With respect to the due process argument, I agree with Balkin that a reviewing court would likely consider whether the measure is "rationally related to a legitimate government interest." Balkin argues that Congress can legitimately seek to avoid "extraordinary rents" to TARP participants and their employees and to curb "improper incentives and moral hazard in subsidized companies and their employees."
Assuming that these interests are indeed legitimate, the due process problem arises because in February, Congress explicitly exempted AIG's bonus payments from legislation that regulates compensation and bonus practices of TARP recipients. Although the measure would have effectively banned the controversial bonus payments, Congress gave the provision prospective, rather than retroactive application.
I would normally agree with Balkin that courts should not second-guess Congress under ordinary rational basis review. But AIG acted with explicit legal authority when it paid the bonuses. Neither the original version of TARP nor the regulations promulgated by the Treasury Department in the Bush and Obama administrations bans the bonuses. Congress recently enacted a measure that would have banned the bonuses, but it does not apply to AIG. Apparently, the Treasury Department requested that the restrictions not apply retroactively, and Congress agreed.
Now, Congress is trying to direct the Treasury Department to change course and subject the bonuses it only recently voted to exempt from regulation to an almost 100% tax. Even if these facts do not lead 5 or more Supreme Court Justices to conclude that the law violates the Due Process Clause, the issue strikes me as being a bit more complicated than Balkin's analysis suggests.
Bill of Attainder
Balkin's analysis of the bill of attainder issue is too abstracted and divorced from the factual context in which the tax proposal arises. Balkin dismisses the bill of attainder argument because the law does not "single out" individuals and it applies retrospectively and prospectively:
First, the tax defines the class to which it applies to an abstractly defined group rather than naming particular individuals. It applies to persons working for enterprises that have received emergency government subsidy; it is not aimed at particular companies or specific employees. Second, the tax is for a regulatory purpose, as described above, and not for a punitive purpose. Preventing misuse of government funds, limiting bad incentives, and avoiding moral hazard are regulatory purposes, not punitive purposes. The fact that isolated members of Congress may have expressed an impermissible punitive or retributive purpose does not mean that the tax violates the Constitution if the text of the bill on its face has an overtly regulatory purpose. Third, the tax is both prospective and retrospective in its targets, which is consistent with a regulatory as opposed to a punitive purpose.If the factors Balkin lists are the only ones a court would consider in a bill of attainder analysis, I would argue that they could weigh against the tax, and not necessarily for it. Balkin's argument that the tax does not target AIG recipients and that it applies to an "abstractly defined group" requires us to suspend reality. Even though the House measure is written in general terms, the motivation behind the measure is very clear: The House seeks to "punish" AIG and its executives by recouping almost 100% of the bonus payments.
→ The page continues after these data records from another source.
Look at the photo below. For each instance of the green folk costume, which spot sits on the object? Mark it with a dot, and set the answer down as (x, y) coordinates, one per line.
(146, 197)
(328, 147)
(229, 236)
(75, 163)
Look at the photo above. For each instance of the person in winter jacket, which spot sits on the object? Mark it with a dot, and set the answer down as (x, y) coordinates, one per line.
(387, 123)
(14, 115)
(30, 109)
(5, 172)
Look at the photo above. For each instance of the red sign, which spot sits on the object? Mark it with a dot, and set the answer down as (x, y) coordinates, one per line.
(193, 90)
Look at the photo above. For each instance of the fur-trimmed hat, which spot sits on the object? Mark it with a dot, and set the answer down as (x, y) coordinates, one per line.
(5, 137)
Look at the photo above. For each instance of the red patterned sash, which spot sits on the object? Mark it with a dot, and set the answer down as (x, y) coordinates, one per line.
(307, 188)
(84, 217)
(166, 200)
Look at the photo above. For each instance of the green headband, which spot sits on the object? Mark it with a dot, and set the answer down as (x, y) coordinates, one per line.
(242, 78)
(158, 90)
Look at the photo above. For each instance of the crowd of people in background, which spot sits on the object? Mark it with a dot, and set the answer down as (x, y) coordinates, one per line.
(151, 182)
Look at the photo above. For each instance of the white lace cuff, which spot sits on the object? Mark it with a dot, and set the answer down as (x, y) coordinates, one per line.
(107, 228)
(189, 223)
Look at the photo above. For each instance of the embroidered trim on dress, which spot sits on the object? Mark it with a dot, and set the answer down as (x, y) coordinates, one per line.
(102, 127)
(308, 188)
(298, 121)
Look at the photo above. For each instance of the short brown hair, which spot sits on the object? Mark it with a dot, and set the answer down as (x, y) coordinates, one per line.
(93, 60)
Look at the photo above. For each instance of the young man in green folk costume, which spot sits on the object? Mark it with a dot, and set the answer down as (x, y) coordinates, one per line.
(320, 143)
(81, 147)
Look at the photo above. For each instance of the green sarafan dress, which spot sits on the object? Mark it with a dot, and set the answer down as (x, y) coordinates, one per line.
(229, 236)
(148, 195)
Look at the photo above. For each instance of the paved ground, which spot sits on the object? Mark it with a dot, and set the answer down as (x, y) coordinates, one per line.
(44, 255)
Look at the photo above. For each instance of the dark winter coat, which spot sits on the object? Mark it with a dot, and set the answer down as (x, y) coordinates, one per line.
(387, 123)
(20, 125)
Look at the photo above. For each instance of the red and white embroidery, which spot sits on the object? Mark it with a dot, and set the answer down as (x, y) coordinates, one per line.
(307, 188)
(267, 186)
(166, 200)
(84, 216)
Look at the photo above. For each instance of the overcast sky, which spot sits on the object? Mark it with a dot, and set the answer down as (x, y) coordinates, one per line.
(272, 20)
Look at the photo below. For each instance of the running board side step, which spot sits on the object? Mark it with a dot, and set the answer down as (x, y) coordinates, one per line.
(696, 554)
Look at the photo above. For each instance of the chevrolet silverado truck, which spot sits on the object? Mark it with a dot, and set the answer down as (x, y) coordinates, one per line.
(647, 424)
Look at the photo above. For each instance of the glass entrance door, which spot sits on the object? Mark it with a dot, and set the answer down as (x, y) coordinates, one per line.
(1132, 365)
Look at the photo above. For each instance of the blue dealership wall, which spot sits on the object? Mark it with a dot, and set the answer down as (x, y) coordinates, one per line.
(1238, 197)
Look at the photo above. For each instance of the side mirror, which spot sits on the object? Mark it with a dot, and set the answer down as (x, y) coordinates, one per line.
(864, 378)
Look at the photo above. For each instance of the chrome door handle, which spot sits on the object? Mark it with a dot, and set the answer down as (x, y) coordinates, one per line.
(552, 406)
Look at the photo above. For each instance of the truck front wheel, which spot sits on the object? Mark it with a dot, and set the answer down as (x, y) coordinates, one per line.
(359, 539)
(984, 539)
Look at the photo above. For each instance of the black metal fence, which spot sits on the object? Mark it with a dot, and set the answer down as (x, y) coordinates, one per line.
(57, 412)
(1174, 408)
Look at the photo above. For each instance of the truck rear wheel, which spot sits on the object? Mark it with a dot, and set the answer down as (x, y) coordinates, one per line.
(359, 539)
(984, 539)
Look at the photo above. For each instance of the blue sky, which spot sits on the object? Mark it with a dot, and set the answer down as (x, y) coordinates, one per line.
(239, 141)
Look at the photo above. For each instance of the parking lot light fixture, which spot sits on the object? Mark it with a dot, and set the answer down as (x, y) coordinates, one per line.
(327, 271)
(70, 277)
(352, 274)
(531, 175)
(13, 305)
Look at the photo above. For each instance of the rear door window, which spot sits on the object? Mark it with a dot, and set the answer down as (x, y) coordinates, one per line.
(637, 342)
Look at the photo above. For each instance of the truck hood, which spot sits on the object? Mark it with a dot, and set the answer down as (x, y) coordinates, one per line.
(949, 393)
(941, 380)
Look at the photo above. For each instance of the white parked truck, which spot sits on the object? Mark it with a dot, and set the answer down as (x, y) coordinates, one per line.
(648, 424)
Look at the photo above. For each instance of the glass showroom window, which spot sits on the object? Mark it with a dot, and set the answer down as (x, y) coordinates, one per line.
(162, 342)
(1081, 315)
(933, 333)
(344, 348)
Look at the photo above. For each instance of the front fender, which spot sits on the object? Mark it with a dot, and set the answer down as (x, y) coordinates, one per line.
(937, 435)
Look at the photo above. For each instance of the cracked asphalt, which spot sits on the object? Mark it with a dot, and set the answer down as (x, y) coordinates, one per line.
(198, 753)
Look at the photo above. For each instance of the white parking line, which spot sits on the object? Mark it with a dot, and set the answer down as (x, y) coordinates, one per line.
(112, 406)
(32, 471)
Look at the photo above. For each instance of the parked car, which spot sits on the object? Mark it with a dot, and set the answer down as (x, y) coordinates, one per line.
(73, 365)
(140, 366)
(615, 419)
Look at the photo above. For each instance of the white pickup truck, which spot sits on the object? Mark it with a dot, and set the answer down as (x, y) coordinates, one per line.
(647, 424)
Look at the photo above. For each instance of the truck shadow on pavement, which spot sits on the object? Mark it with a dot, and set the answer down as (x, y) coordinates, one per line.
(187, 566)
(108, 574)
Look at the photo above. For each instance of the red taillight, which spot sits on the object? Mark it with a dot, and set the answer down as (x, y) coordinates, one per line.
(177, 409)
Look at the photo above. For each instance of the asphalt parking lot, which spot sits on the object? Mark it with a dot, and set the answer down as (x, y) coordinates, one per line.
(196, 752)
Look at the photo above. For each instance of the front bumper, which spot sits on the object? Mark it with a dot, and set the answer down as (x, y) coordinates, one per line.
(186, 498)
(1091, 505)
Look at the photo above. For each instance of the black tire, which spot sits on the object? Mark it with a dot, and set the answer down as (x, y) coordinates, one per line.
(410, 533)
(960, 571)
Balkin's argument would legitimize the type of formalistic arguments that litigants often make when they want to avoid the impact of and impulse for their actions. Formalism has been invoked to justify gross violations of due process and equality (such as segregation and unequal application of the criminal law). Balkin's abstracted analysis of the bill of attainder provision comes dangerously close to legitimizing the very type of formalistic arguments that routinely mask and excuse injurious and unfair governmental action.